Women with diabetes are afflicted with symptoms
Diabetes is a chronic disease that affects people of all races and ethnicities, ages, and genders. Women are more at risk than males.
Women with diabetes are at a greater risk chance of developing complications compared to men, including heart disease (the most frequent complication of diabetes) and vision loss.
Polydipsia can be a warning sign for diabetes in women. This is because diabetes can result in excess sugar accumulation in your blood and your kidneys are not able to filter it out.
Diabetes in men Men: Symptoms
Diabetes is a disease in which cells are not able to use glucose (blood sugar) as energy source. This is usually because the pancreas produces too little insulin.
This causes elevated blood sugar levels. Your body then tries to reduce these levels by flushing the excess glucose from your bloodstream via urine.
People with diabetes are typically thirsty, and they need to drink lots of fluids.
Men may also experience weight loss since their muscles are broken down by their bodies for energy instead of fat. This is due to the fact that the blood sugar level stays high for prolonged periods of time.
The development of a healthy diabetes diet is a vital aspect of managing your condition. It can help you manage your blood sugar levels, manage your weight, and lower the risk of heart disease by reducing risk factors.

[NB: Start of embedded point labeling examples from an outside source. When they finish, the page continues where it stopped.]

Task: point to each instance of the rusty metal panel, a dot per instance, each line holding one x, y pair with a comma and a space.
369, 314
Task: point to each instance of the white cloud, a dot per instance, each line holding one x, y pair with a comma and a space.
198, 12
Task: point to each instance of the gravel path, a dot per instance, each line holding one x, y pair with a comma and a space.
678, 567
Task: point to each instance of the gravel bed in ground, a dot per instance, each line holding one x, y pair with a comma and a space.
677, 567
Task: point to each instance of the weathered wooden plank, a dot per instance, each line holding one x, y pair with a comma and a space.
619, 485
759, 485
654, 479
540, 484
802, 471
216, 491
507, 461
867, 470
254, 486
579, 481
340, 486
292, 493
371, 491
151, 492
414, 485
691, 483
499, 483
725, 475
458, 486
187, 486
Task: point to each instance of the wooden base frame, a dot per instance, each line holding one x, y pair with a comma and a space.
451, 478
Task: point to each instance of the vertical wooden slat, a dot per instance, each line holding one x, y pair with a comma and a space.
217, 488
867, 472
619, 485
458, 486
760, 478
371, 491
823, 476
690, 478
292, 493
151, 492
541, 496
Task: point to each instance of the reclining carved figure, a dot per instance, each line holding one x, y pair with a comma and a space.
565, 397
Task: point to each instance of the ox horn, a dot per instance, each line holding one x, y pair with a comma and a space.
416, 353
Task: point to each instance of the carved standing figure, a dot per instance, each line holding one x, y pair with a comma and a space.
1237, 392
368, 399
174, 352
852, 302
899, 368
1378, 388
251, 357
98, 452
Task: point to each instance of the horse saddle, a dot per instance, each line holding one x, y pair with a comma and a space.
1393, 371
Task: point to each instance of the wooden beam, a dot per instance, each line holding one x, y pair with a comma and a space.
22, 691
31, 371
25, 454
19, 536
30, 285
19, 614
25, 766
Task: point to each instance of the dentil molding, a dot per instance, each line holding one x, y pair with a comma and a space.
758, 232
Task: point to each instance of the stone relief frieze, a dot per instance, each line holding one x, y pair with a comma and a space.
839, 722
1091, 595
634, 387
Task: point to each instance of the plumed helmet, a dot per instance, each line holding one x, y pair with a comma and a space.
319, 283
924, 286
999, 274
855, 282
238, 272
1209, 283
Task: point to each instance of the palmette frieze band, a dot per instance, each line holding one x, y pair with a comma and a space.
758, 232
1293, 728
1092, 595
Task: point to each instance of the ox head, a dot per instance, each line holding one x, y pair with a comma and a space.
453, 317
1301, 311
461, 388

You should include whole foods in your diet, including fruits, vegetables and whole grains. Also, low-fat dairy products, beans, and legumes are a good choice. It should be low in added sugars and saturated fats (unhealthy).
You may also consider limiting the amount of sugar-sweetened drinks you consume. These drinks are typically high in sugar, which can cause blood sugar levels to rise.
Your doctor might prescribe diabetes medication to keep your blood sugar (glucose) levels within the normal range. These medications are often combined with lifestyle changes, such as eating habits and physical activity to help manage the condition.
If your blood sugar levels aren’t well managed on one medication it is possible that a different medicine will be added. Your doctor will assist you to select the most appropriate medication for your specific needs and preferences.
Newer medications, like sodium-glucose cotransporter-2 inhibitors and glucagon-like peptide-1 receptor antagonists, lower blood sugar and offer benefits for the kidneys and cardiovascular system, as well as decreasing the risk of complications. They also aid in weight loss and come in both tablet and injection forms.